The CHMP is the Korean equivalent of the Central Committee for Medicinal Products for Human Use, an advisory body to the Ministry of Food and Drug Safety. Its recommendations typically lead to a decision by the European Commission (EC), giving Keytruda the green light to expand its gastric cancer indication. A final decision on expanding Keytruda's gastric cancer indication will likely be made in the fourth quarter of this year.

Notably, Korean physicians conducted the global phase 3 trial that led to the CHMP recommendation.

In the KEYNOTE-859 study, Keytruda demonstrated clinical utility in patients whose tumors expressed PD-L1 (CPS ≥1), with a statistically significant improvement in overall survival (OS) in combination with chemotherapy compared to chemotherapy alone.

Rha Sun-young, professor of medical oncology at Severance Hospital, was the principal investigator of the trial, paving the way for the global approval of Keytruda in gastric cancer.

The success of the KEYNOTE-859 study was additionally significant, given that Keytruda had experienced one clinical failure.

KEYNOTE-062, another global study, evaluated the clinical utility of Keytruda in the first-line treatment of stage IV gastric cancer, but the study failed in 2019.

The KEYNOTE-062 study evaluated Keytruda monotherapy or combined chemotherapy vs. chemotherapy alone. It failed to achieve statistically significant overall survival (OS) and progression-free survival (PFS) improvements compared to the control group in either arm.

It was not until four years later that Keytruda demonstrated its value as a first-line treatment option for stage IV gastric cancer through the KEYNOTE-859 study.

In March, Professor Rha presented the first analysis from the KEYNOTE-859 study at the European Society for Medical Oncology (ESMO) Virtual Plenary.

The data showed that Keytruda, in combination with chemotherapy, demonstrated statistically significant and clinically meaningful improvements in OS, PFS, and objective response rate (ORR) compared to chemotherapy alone.

The primary endpoint, median OS, was 12.9 months in the Keytruda arm compared to 11.5 months in the control arm, a 22 percent reduction in the risk of death, and the secondary endpoint, median PFS, was 6.9 months vs. 5.6 months, respectively, a 24 percent reduction in the risk of disease progression or death.

These OS and PFS benefits were consistent across subgroups, including region, PD-L1 expression, and chemotherapy type, and the Keytruda combination also improved response rate (ORR 51.3 percent vs. 42.0 percent) and duration of response (median DOR 8.0 vs. 5.7 months) compared with chemotherapy alone.

Meanwhile, similar to its competitor Opdivo (nivolumab), Keytruda's gastric cancer indication in Europe will be narrowed to "CPS ≥1" rather than all-comers.

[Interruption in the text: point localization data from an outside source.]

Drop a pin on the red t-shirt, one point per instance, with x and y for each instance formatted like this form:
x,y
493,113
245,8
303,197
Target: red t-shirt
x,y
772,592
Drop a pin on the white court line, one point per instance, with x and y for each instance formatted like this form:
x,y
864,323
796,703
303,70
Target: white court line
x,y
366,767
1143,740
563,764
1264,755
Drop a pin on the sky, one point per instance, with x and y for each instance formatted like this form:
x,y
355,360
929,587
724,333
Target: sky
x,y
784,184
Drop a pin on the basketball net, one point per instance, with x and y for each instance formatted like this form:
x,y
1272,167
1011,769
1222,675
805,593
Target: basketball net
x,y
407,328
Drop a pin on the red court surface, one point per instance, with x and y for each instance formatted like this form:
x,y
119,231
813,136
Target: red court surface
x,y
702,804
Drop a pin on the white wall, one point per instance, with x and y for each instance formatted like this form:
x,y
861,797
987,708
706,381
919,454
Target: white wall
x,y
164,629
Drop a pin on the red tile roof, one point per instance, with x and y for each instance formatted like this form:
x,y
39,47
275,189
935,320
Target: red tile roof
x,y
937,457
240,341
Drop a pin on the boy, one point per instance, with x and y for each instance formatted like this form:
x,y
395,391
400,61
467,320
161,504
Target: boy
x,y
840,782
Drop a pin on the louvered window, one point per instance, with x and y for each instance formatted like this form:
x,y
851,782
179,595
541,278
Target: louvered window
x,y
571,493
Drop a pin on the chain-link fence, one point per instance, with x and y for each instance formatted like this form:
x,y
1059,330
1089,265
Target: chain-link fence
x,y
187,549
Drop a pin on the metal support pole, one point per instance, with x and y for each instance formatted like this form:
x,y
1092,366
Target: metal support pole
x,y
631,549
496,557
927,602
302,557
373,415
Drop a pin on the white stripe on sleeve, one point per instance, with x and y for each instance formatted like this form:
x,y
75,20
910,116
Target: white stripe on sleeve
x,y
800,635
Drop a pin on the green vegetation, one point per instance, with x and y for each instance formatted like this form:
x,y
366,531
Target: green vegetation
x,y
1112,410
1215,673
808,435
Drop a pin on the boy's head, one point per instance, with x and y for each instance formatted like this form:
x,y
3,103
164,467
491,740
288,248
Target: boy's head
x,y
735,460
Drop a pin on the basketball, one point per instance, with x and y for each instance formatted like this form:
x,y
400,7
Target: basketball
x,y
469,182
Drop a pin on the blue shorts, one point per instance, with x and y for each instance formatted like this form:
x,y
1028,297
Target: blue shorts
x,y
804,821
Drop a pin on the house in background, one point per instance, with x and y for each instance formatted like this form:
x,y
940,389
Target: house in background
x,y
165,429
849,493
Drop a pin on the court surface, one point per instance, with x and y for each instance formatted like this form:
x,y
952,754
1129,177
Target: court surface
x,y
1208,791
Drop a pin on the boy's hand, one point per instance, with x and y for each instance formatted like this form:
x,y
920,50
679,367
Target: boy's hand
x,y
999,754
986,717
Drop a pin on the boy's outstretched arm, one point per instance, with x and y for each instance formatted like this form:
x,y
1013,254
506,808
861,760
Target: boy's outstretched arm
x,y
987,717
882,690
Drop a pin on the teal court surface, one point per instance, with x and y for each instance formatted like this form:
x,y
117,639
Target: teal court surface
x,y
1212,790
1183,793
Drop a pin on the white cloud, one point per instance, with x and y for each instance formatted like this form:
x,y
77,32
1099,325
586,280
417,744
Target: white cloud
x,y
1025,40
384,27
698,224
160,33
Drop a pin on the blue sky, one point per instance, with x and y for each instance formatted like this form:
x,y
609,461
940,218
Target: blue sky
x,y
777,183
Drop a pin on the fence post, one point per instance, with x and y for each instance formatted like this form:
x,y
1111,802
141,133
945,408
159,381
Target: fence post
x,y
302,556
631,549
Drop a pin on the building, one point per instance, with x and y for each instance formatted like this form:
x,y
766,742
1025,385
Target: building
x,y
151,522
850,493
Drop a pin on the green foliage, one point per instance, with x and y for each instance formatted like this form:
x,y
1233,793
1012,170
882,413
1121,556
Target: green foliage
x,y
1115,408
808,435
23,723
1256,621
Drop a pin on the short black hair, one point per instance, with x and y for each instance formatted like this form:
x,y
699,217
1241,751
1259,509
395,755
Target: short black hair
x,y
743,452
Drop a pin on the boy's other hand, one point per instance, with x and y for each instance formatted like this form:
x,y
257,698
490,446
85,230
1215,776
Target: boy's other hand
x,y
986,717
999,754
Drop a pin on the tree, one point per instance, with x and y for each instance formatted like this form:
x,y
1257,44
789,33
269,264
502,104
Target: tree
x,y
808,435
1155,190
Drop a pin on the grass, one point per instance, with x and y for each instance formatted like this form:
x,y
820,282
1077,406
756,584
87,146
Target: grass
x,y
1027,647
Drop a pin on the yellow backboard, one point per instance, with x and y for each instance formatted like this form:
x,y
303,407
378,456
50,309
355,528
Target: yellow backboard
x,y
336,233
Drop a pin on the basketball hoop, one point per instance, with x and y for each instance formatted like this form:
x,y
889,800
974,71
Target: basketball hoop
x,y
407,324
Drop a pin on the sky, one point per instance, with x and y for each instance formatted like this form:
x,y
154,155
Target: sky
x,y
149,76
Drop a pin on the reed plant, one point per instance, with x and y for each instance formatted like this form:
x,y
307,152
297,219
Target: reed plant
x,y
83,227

Opdivo, which won approval before Keytruda, did so for the first-line treatment of stage IV gastric cancer based on the same phase 3 study (CheckMate-649) and was approved for all-comers with or without PD-L1 expression in the U.S. and Korea, but for "CPS ≥5" in Europe.

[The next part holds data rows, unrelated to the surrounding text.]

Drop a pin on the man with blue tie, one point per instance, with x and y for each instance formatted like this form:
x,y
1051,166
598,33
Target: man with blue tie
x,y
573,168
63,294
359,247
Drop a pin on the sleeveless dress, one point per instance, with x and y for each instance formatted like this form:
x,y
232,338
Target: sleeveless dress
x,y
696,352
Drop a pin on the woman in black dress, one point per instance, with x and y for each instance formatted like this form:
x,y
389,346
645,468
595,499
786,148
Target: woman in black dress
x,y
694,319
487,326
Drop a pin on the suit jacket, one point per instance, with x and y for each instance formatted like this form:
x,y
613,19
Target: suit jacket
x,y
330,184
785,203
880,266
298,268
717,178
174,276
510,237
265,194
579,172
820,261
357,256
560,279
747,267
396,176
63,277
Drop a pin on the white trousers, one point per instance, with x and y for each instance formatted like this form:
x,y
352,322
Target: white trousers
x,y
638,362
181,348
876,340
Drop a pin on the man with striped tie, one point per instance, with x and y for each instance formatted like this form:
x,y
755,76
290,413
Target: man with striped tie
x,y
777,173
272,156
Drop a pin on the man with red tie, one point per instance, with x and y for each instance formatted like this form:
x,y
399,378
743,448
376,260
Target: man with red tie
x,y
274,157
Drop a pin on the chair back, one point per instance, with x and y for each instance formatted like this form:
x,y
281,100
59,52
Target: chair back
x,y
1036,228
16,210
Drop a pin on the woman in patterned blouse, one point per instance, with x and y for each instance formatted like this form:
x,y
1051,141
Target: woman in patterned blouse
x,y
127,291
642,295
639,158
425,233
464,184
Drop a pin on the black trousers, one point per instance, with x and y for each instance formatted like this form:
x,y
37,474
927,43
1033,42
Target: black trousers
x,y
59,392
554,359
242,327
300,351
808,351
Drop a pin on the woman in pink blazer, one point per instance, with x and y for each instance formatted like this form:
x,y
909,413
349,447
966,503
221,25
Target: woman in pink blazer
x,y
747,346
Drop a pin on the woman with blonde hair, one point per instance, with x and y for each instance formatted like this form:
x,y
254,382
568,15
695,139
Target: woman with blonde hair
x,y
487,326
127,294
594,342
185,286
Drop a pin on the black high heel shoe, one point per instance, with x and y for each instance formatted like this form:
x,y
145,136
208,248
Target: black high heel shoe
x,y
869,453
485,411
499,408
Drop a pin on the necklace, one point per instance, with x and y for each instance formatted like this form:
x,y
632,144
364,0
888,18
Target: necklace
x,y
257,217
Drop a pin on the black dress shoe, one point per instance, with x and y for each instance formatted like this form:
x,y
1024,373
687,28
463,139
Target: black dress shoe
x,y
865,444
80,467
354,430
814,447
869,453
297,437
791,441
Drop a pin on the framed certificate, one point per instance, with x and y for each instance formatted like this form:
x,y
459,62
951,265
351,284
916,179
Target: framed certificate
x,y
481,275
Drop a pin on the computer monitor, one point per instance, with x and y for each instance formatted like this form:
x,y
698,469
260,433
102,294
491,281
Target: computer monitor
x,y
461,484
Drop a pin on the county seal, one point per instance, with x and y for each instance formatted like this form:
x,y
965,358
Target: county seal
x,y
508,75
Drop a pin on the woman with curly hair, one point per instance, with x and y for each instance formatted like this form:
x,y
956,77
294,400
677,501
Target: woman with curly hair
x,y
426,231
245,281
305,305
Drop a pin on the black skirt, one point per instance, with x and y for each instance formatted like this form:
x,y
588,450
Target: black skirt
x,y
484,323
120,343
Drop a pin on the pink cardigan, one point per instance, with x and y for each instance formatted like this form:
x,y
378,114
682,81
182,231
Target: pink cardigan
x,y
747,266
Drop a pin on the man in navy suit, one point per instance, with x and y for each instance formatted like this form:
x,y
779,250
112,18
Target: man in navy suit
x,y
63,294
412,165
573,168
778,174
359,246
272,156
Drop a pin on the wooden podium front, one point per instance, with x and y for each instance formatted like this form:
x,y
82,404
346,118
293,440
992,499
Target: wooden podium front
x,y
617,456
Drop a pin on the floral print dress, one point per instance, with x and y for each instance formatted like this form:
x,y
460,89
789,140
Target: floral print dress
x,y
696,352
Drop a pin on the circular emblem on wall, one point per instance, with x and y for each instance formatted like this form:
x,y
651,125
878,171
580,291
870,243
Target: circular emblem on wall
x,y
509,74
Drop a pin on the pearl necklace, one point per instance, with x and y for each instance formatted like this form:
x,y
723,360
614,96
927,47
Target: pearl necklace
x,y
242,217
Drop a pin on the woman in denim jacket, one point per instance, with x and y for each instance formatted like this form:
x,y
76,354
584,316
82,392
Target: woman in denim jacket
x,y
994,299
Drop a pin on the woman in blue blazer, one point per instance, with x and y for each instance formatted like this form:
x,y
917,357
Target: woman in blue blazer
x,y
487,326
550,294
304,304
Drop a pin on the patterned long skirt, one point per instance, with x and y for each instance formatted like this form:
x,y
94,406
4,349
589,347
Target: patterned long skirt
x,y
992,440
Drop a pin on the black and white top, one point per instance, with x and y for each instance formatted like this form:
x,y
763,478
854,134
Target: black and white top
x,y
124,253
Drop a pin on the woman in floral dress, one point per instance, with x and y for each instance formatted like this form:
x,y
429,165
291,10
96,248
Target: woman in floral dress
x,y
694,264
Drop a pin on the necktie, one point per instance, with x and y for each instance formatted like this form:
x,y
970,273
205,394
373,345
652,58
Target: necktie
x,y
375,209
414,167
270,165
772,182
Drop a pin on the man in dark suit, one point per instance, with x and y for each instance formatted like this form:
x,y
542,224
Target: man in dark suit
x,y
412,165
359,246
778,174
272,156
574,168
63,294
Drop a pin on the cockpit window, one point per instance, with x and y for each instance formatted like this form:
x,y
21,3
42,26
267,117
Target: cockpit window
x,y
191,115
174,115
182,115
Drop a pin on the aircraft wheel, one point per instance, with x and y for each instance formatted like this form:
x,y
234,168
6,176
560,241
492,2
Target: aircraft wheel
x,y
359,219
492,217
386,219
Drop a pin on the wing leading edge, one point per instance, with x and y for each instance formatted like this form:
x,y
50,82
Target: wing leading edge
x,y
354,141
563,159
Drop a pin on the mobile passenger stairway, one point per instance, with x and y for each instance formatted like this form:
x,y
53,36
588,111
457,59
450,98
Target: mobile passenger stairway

Further analysis of the CheckMate-649 study by PD-L1 expression showed that the magnitude of clinical benefit was more significant in the 'CPS ≥5' group.

At the American Society of Clinical Oncology Annual Meeting (ASCO 2023) in June, Dr. Rha also presented an additional analysis of the KEYNOTE-859 study by PD-L1 expression, which showed that the combination of Keytruda provided statistically significant and clinically meaningful improvements in all endpoints compared to control in patients with CPS ≥1 and CPS ≥10, similar to the overall patient population.

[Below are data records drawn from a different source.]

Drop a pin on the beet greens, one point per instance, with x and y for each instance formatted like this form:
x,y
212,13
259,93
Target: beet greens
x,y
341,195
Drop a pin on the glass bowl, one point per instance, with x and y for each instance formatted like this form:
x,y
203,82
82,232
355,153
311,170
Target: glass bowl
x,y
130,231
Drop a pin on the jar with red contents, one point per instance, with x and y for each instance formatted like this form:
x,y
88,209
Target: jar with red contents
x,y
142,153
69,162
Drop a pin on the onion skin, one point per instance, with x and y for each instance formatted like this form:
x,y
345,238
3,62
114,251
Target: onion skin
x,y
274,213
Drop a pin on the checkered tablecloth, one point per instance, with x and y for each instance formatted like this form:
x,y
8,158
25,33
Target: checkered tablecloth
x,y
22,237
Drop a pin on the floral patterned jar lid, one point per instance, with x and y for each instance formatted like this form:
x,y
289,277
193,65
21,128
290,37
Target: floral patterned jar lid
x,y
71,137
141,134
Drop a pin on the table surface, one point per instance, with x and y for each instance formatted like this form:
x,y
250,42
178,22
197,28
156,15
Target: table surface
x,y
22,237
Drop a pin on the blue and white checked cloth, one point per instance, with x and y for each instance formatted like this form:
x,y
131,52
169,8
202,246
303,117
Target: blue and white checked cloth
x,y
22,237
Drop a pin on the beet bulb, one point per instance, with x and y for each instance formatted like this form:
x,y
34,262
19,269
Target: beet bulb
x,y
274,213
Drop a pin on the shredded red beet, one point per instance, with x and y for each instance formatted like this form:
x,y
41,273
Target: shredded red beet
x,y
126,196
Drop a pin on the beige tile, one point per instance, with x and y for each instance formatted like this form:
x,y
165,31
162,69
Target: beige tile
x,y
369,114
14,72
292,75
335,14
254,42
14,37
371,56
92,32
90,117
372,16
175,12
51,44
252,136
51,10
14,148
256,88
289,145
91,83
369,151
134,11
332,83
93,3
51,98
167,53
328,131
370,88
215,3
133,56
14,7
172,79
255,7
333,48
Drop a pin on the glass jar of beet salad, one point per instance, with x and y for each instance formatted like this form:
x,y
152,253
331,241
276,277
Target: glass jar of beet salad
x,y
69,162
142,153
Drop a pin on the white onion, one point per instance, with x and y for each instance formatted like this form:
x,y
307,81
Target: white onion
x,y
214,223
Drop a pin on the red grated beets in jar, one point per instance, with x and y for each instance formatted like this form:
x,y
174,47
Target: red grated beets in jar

The hazard ratios (HRs) for OS compared to control in the 'CPS ≥1' and 'CPS ≥10' cohorts were 0.74 and 0.65, respectively, which were more expansive than the 0.78 in the overall cohort, suggesting that higher PD-L1 expression was associated with more significant OS improvement. This was also consistent with the secondary endpoints of PFS, ORR, and DOR.

Above all, Professor Rha led the KEYNOTE-859 study, and many Korean patients participated in the trial, increasing the possibility of expanding Keytruda's gastric cancer indication in Korea as quickly as in Europe and the U.S., according to the sources.